Je ne pouvais pas croire qu'il avait mis quelqu'un enceinte, et avec le peu d'infos que j'avais, je ne l'aimais déjà pas. Peut-être qu'elle a séduit Félix. On sait toutes que certaines femmes feraient n'importe quoi pour changer leur vie. Après tout, Félix est beau, et il a de l'argent. Certaines personnes désespérées feraient n'importe quoi pour avoir un homme riche. Ça m'a fait penser aussi ; peut-être qu'elle l'a charmé. Elle l'a fait tomber amoureux d'elle.
J'ai entendu beaucoup de compliments de Léa sur cette fille de l'île, et il semblait que chaque détail était incroyable. J'ai découvert que son nom était Bretzel.
"Tu vas l'aimer aussi une fois que tu l'auras rencontrée," a dit Léa. Ça sonnait ringard à mes oreilles.
"Comment ça ? Je ne pense pas que ça va arriver. Quel genre de femme est-elle ? Une strip-teaseuse qui travaille sur cette île, et après avoir vu Félix, qu'elle pensait l'aider à sortir du bidonville, elle a tout de suite écarté les cuisses ?" J'ai vu le choc sur le visage de Léa quand j'ai prononcé ces mots, mais je n'ai ressenti aucun regret par la suite.
"Tu te trompes là, Élyana." Elle a même essayé de me convaincre, mais je ne l'ai pas crue.
On s'est arrêtées quand quelqu'un est soudainement entré dans la chambre d'enfant. Léa et moi étions toutes les deux surprises de voir qui c'était. Surtout moi à cause de ce que j'avais dit plus tôt.
"T-Tu es là depuis un moment ?" J'ai bafouillé et je me suis sentie soulagée quand il a dit qu'il venait d'arriver. Il souriait, et on aurait dit qu'il n'avait rien entendu qui aurait pu gâcher son humeur.
"Pourquoi, on dirait que vous avez toutes les deux vu un fantôme ? Vous parliez de moi, n'est-ce pas ?" a-t-il demandé, et on aurait dit qu'il m'avait versé de l'eau froide sur la tête.
J'ai détourné le regard après avoir culpabilisé.
"T-Tu n'es pas assez célèbre pour qu'on parle de toi ?" a demandé Léa. Elle a ri ; trop évident qu'elle ne faisait que prétendre. Je savais qu'elle était aussi un peu nerveuse.
"On dirait que t'as oublié que je suis un célèbre Ingénieur, ma sœur," a-t-il dit avec vantardise.
La gêne de mon côté disparaît lentement au fur et à mesure que je les regarde se taquiner.
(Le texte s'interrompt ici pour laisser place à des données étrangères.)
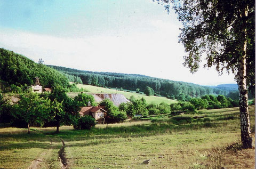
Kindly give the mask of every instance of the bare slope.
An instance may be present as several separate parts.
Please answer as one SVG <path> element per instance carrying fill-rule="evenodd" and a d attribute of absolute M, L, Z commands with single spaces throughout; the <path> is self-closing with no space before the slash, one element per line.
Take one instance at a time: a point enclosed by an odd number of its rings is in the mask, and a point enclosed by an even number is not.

Merci à Léa, elle m'a sauvée. Si Félix avait entendu ce que j'ai dit, il serait définitivement en colère. Connaissant cet homme depuis si longtemps, il ne voulait que personne n'interfère avec lui, surtout dans sa vie personnelle.
"Oh là là ! C'est pas toi ! On parlait de maternité—"
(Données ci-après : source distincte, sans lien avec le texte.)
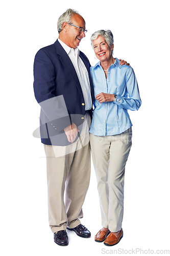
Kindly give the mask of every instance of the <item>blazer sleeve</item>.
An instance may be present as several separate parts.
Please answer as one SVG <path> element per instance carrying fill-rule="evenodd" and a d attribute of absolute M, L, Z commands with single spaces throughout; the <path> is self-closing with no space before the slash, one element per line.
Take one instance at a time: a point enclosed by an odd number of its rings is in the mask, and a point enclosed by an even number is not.
<path fill-rule="evenodd" d="M 47 120 L 54 129 L 61 131 L 70 121 L 63 96 L 56 95 L 56 72 L 47 53 L 38 51 L 34 63 L 35 96 Z"/>

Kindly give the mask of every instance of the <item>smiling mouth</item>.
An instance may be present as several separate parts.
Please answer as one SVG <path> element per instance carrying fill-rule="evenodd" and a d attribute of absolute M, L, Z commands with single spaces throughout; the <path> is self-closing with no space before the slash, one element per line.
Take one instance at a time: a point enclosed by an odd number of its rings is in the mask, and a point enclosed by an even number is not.
<path fill-rule="evenodd" d="M 100 54 L 98 54 L 98 55 L 100 56 L 102 56 L 104 55 L 105 54 L 106 54 L 106 53 L 105 52 L 103 52 L 103 53 L 100 53 Z"/>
"Ils —" a dit l'aînée de Léa. Elle nous a presque grillées. Heureusement, Léa lui a rapidement couvert la bouche. Elle m'a donné tellement de nervosité.
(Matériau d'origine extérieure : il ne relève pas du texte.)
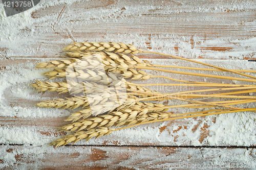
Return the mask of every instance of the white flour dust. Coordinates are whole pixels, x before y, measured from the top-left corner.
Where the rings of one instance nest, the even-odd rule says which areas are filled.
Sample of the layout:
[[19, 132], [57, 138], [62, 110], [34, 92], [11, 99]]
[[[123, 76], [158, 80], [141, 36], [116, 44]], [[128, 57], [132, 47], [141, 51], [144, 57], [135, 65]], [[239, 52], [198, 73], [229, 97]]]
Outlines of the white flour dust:
[[[256, 38], [251, 36], [245, 39], [243, 38], [242, 35], [247, 32], [256, 31], [256, 19], [243, 20], [240, 17], [240, 15], [247, 16], [246, 11], [256, 9], [254, 2], [243, 1], [228, 4], [220, 2], [221, 4], [220, 5], [205, 3], [199, 8], [196, 4], [201, 4], [201, 1], [190, 2], [189, 3], [181, 2], [179, 4], [177, 3], [173, 4], [170, 2], [168, 2], [169, 4], [166, 5], [153, 5], [145, 3], [146, 4], [138, 5], [135, 8], [134, 5], [127, 2], [122, 7], [113, 5], [106, 8], [88, 8], [86, 11], [84, 8], [78, 8], [74, 11], [69, 7], [76, 2], [86, 3], [91, 3], [92, 1], [42, 0], [35, 7], [9, 17], [5, 16], [4, 8], [2, 3], [0, 3], [0, 63], [2, 63], [0, 64], [0, 116], [10, 119], [15, 117], [42, 119], [45, 118], [54, 118], [68, 116], [73, 112], [70, 110], [58, 109], [54, 109], [53, 111], [52, 109], [41, 108], [33, 106], [33, 104], [30, 103], [29, 101], [35, 102], [35, 101], [39, 102], [41, 100], [50, 99], [47, 95], [41, 96], [40, 93], [33, 92], [34, 89], [29, 86], [29, 84], [34, 82], [35, 80], [46, 80], [42, 74], [47, 70], [35, 70], [34, 63], [50, 60], [52, 57], [59, 55], [63, 44], [68, 44], [73, 40], [89, 40], [92, 41], [108, 41], [111, 40], [116, 42], [121, 41], [133, 43], [142, 49], [147, 48], [155, 51], [190, 58], [197, 58], [201, 56], [206, 59], [214, 59], [214, 61], [210, 62], [207, 59], [198, 60], [205, 62], [212, 62], [214, 65], [227, 68], [256, 69], [255, 62], [239, 60], [248, 56], [256, 57]], [[180, 5], [183, 7], [180, 10], [177, 11], [177, 9], [180, 9], [179, 7]], [[63, 16], [59, 15], [59, 12], [53, 12], [41, 14], [43, 16], [41, 17], [34, 17], [35, 12], [55, 6], [59, 6], [60, 11], [63, 6], [66, 7], [63, 8], [63, 10], [66, 10], [66, 12], [62, 14]], [[122, 9], [123, 8], [123, 9]], [[226, 15], [226, 11], [238, 12], [230, 15], [232, 15], [233, 18], [238, 19], [229, 20], [228, 17], [224, 17], [226, 16], [225, 15]], [[84, 15], [86, 12], [86, 15]], [[200, 17], [195, 18], [193, 15], [190, 15], [194, 13], [199, 14], [199, 15], [197, 15], [197, 17], [198, 16]], [[146, 15], [147, 14], [151, 14], [151, 16], [148, 16]], [[158, 27], [155, 30], [153, 29], [153, 32], [147, 32], [146, 30], [143, 30], [143, 28], [140, 28], [142, 27], [141, 26], [144, 26], [145, 27], [150, 26], [151, 20], [154, 21], [155, 19], [159, 18], [155, 17], [155, 15], [171, 15], [174, 16], [173, 18], [170, 17], [169, 20], [166, 20], [166, 17], [163, 16], [162, 20], [159, 20], [159, 23], [162, 24], [163, 28], [172, 26], [173, 32], [166, 33], [164, 29], [159, 29]], [[209, 24], [216, 23], [215, 26], [220, 27], [229, 25], [231, 29], [227, 30], [226, 35], [221, 36], [222, 38], [212, 36], [206, 38], [200, 35], [200, 33], [199, 35], [187, 36], [185, 33], [183, 35], [183, 32], [189, 34], [189, 31], [187, 30], [187, 28], [185, 26], [181, 25], [184, 22], [182, 20], [183, 17], [181, 17], [179, 15], [187, 15], [185, 21], [187, 26], [198, 23], [199, 30], [204, 29], [201, 24], [203, 22]], [[174, 20], [175, 22], [173, 22]], [[70, 20], [74, 21], [71, 22]], [[139, 22], [142, 22], [142, 25], [139, 25]], [[125, 25], [126, 28], [113, 30], [111, 27], [112, 25], [117, 27], [121, 24]], [[102, 28], [102, 25], [110, 26]], [[241, 29], [240, 27], [241, 25], [249, 26], [250, 30], [244, 30], [241, 33], [241, 35], [237, 36], [237, 32], [232, 32], [232, 30], [237, 28]], [[80, 30], [79, 29], [81, 28], [84, 29]], [[180, 32], [176, 31], [178, 29], [180, 29]], [[83, 33], [92, 32], [97, 35], [86, 37], [76, 36], [75, 34], [72, 35], [72, 33], [76, 32]], [[214, 33], [210, 33], [214, 34]], [[52, 37], [53, 35], [56, 35], [57, 38]], [[235, 35], [237, 38], [233, 38]], [[67, 37], [69, 38], [67, 38]], [[51, 40], [49, 41], [49, 39]], [[145, 42], [147, 43], [145, 43]], [[210, 50], [206, 48], [227, 46], [229, 50], [224, 51]], [[175, 48], [174, 46], [177, 47]], [[200, 49], [200, 47], [202, 47], [203, 50]], [[49, 58], [40, 59], [36, 57], [38, 56]], [[31, 60], [19, 62], [19, 60], [21, 61], [22, 59], [28, 58], [26, 57], [30, 57]], [[230, 60], [218, 60], [220, 59]], [[17, 64], [9, 65], [8, 62], [6, 62], [7, 60]], [[148, 60], [157, 64], [169, 62], [169, 60]], [[185, 64], [181, 61], [173, 61], [174, 65]], [[166, 89], [162, 90], [165, 90]], [[252, 95], [253, 94], [250, 94]], [[10, 99], [12, 100], [11, 104], [10, 104]], [[26, 102], [27, 103], [17, 104], [17, 101], [28, 102]], [[252, 104], [250, 107], [255, 106]], [[186, 111], [183, 109], [177, 109], [177, 111], [180, 112]], [[214, 117], [216, 117], [214, 121]], [[196, 118], [182, 119], [180, 121], [168, 121], [115, 132], [102, 138], [91, 139], [86, 143], [82, 141], [77, 144], [100, 145], [104, 143], [110, 145], [118, 143], [119, 145], [136, 145], [141, 143], [157, 143], [159, 145], [248, 147], [254, 145], [256, 143], [255, 118], [255, 113], [243, 112], [206, 116], [202, 120], [202, 119]], [[207, 130], [209, 135], [201, 141], [200, 138], [203, 135], [201, 129], [204, 128], [205, 126], [208, 127]], [[44, 126], [41, 127], [47, 128]], [[9, 148], [8, 144], [32, 144], [33, 147], [40, 146], [36, 148], [36, 150], [29, 149], [29, 149], [19, 151], [20, 154], [35, 154], [37, 159], [43, 158], [45, 152], [57, 153], [59, 151], [51, 148], [46, 148], [47, 144], [56, 139], [56, 135], [54, 133], [56, 130], [49, 129], [50, 135], [48, 136], [40, 133], [41, 130], [40, 128], [33, 125], [14, 127], [6, 124], [1, 126], [0, 143], [6, 145], [1, 146], [0, 160], [3, 160], [4, 163], [0, 164], [0, 168], [14, 165], [16, 162], [15, 156], [19, 153], [17, 151], [6, 152]], [[248, 162], [255, 161], [249, 159], [250, 153], [248, 151], [241, 149], [237, 155], [231, 155], [228, 150], [224, 151], [218, 148], [216, 150], [209, 151], [206, 149], [202, 152], [205, 154], [218, 155], [212, 160], [216, 163], [228, 161]], [[185, 150], [182, 152], [186, 152]], [[255, 151], [252, 150], [250, 151], [255, 152]], [[35, 153], [37, 151], [37, 153]], [[111, 151], [106, 149], [105, 151]], [[87, 151], [72, 151], [70, 148], [63, 148], [61, 149], [61, 152], [67, 153], [78, 152], [84, 154]], [[127, 153], [129, 152], [127, 151]], [[199, 151], [193, 150], [193, 152]], [[144, 154], [143, 155], [145, 156], [145, 159], [146, 155], [152, 154], [147, 153], [145, 151], [141, 151], [141, 153]], [[220, 155], [218, 155], [218, 153], [220, 153], [221, 159], [219, 157]], [[138, 155], [141, 156], [141, 155]], [[170, 155], [165, 158], [166, 160], [168, 160], [168, 158], [173, 159], [175, 156], [178, 157], [178, 155]], [[127, 160], [126, 163], [131, 163], [133, 160], [139, 159], [138, 157], [134, 156]]]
"Tu ferais mieux de raccompagner Élyana à la maison. C'est dangereux pour une si belle jeune femme de rentrer seule à cette heure-ci," a dit Léa à son frère.
J'ai refusé, mais la réponse de Félix m'a précédée, et il a accepté de me ramener à la maison, et j'ai compris que ce serait peut-être le meilleur moment pour lui poser des questions sur certaines choses.